Compliance and legal can be discussed later but when you're looking at the CI/CD process, you really have to lock it down and you need that verification. You can't just let code in and assume it’s fine. Ask SolarWinds, what could happen if you let the systems go through? Ask Experian what happens when you don't have a fully-managed view of your servers, code, vulnerabilities and patch managers.
I think SolarWinds is so instructive because it was the perfect supply chain attack, and a supply chain attack on the government. And it resulted from just bad source code management, and we're all vulnerable to that.
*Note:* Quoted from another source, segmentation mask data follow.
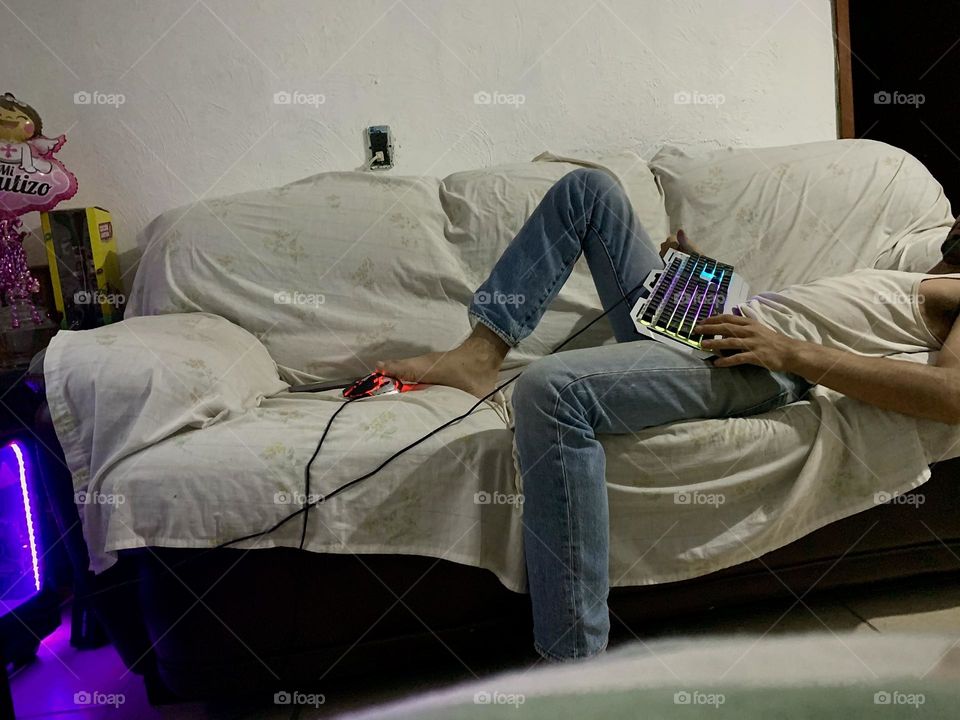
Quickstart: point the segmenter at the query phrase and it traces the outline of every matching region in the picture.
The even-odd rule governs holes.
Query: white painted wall
[[[0,18],[0,92],[68,133],[70,205],[112,210],[128,251],[197,197],[356,168],[370,124],[394,130],[392,172],[438,176],[547,148],[836,137],[829,0],[4,0]]]

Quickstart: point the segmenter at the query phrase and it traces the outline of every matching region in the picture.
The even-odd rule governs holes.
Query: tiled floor
[[[423,673],[406,680],[391,678],[378,686],[369,682],[340,683],[336,694],[328,694],[327,702],[316,708],[293,708],[272,703],[251,705],[248,701],[155,708],[147,702],[141,679],[126,672],[112,648],[75,650],[70,647],[68,629],[68,623],[64,623],[46,639],[36,662],[12,678],[18,718],[306,720],[331,717],[347,709],[386,702],[472,678],[457,663],[446,672]],[[960,639],[960,578],[913,580],[834,592],[806,598],[803,604],[790,601],[716,611],[666,624],[654,635],[658,638],[718,634],[760,636],[827,630],[837,634],[936,632]],[[473,668],[478,674],[502,669],[506,668]],[[119,704],[120,698],[122,704]],[[84,704],[88,699],[95,702]]]

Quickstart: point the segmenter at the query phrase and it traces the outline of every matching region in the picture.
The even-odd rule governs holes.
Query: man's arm
[[[723,336],[704,341],[708,350],[738,351],[714,360],[716,367],[750,364],[791,372],[884,410],[960,424],[960,320],[935,365],[866,357],[794,340],[737,315],[707,318],[694,331]]]
[[[787,372],[884,410],[960,423],[960,368],[941,366],[939,358],[920,365],[803,344]],[[945,352],[946,346],[941,356]]]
Experian, that was just a pathetic lack of patching. The new stuff is vulnerable because we have the same old stupid humans building them.
I think that the fundamental challenge of continuous integration and continuous deployment (CI/CD) is that we can't slow it down because CD always says, "Get the new version." You don't get to stand in the way and say, "Have you done a security check?" They're going to apply it anyway. The consequence of CI/CD and DevOps is that nothing ever gets documented, and as the security professional you're left out.